Me miró con más atención.

—¿Qué quiere decir con eso?

Respiré hondo.

—¿Y si los niños no ven más, sino que los adultos ven menos?

No respondió de inmediato.

—Hay fases en el desarrollo —dijo al fin— en las que la frontera entre el mundo interno y el externo no está claramente definida. —Sonaba científico. Seco. Pero entonces añadió, casi en un susurro—: Los niños realmente perciben cosas que los adultos ignoran.

Levanté la cabeza.

—¿Como qué?

Me observó en silencio durante un largo momento, como si buscara las palabras más precisas.

—Como… presencias —dijo—. La atmósfera. La tensión. —Sonrió, como si quisiera suavizar lo que acababa de decir. Y luego añadió rápidamente—: Pero eso no significa que sea… real.

—¿Y las reglas? —pregunté.

—¿Qué reglas? —respondió, interesada.

—Las que sabes cuando eres niño —dije—. Cubrirte. No respirar fuerte. No moverte.

La expresión de interés en su rostro se transformó rápidamente en miedo. La luz de sus ojos desapareció.

—¿Quién le dijo eso? —preguntó con seriedad.

—Nadie —respondí—. Simplemente lo sabía. Desde niña… —Hice una pausa—. Lo recordé hace algunas noches.

En ese momento, la consulta quedó sumida en un silencio sepulcral.

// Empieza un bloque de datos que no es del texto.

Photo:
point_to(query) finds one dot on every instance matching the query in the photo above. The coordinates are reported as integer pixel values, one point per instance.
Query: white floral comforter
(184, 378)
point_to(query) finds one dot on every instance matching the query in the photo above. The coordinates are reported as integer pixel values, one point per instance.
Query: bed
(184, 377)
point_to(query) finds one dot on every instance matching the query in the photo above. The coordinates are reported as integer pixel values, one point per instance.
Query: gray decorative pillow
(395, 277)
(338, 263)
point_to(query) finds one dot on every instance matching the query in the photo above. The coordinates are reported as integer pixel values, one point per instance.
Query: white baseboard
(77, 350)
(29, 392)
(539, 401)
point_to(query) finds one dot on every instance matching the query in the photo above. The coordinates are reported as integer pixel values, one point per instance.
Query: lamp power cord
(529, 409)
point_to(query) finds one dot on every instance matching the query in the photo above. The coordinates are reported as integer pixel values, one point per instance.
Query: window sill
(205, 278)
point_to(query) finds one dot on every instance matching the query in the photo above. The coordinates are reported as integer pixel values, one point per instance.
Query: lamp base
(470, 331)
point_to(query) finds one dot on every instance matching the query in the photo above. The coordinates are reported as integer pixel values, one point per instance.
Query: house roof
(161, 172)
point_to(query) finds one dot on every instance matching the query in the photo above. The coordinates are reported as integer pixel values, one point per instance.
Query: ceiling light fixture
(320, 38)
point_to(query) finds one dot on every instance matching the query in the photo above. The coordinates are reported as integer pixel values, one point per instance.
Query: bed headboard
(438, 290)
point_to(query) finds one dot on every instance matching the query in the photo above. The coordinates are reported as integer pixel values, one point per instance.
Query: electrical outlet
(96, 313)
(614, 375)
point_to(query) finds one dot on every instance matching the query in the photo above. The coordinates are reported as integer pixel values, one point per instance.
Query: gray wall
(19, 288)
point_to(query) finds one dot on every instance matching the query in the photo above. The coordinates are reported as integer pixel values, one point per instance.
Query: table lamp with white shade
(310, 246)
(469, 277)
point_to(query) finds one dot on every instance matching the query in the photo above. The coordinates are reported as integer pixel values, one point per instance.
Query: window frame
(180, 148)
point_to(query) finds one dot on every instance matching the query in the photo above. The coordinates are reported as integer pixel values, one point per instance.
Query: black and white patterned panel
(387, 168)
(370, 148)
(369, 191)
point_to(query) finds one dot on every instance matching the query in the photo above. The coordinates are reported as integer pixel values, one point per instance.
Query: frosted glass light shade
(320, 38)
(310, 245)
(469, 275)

—Sabe —dijo tras unos segundos—, los adolescentes suelen sufrir de insomnio.

—Exacto —respondí con seguridad—. En mi caso todo se intensificó después de los trece años. Sentía que algo estaba ahí, pero ya no podía verlo con claridad en la oscuridad. —Me miró directamente a los ojos—. Hace tiempo —continué— supe que los adolescentes están atrapados en un punto intermedio. Algunos se vuelven completamente insensibles y pierden esas capacidades, pero… algunos, como yo… crecemos con la sensación de que el mundo no es exactamente como parece a simple vista.

La doctora me observaba fijamente, como si me estuviera analizando.

—¿Por qué piensa eso?

—Porque los adultos también permanecemos despiertos, a propósito —dije—. Miramos pantallas. Tecleamos en nuestros teléfonos. Inconscientemente respetamos la regla principal, esperando que la luz del monitor sea suficiente.

Al oír esto, la doctora se levantó nerviosa y se acercó a la ventana. Ajustó la cortina de modo que la luz del sol inundó la consulta con una intensidad casi agresiva.

—La luz ayuda —dijo—. Calma. —Volvió a sentarse—. ¿Qué es lo que más le asusta ahora?

Lo pensé.

—Que ya no estoy segura —dije lentamente— de si realmente hay algo… o si solo lo imagino.

No respondió. Solo miró hacia algún punto por encima de mí.

 

Esa noche, después de la conversación con la doctora, me acosté e intenté aplicar todos esos consejos para dormirme más rápido: respiración, contar, meditación, de todo… pero no funcionaba. Solo volvía una y otra vez la pregunta que me surgió justo al salir de la consulta: si un adulto pudiera tomar prestados por una noche los ojos de un niño y mirar el mundo a través de ellos, ¿qué le pasaría? ¿Qué nos pasaría a todos? Cualquiera enloquecería.

Ver aquello que solo recuerdas vagamente, que solo percibes de vez en cuando, por el rabillo del ojo, nunca cuando miras directamente; oír algo moverse por la casa sin saber por qué ha vuelto ni qué quiere de ti, mientras permaneces inmóvil, paralizado en la cama, con la mente trabajando sin descanso, rogando que no te note… ese reencuentro con esa criatura llevaría a un adulto a la locura. Porque los adultos, con el tiempo, olvidan las reglas. Esta noche, yo las he recordado todas.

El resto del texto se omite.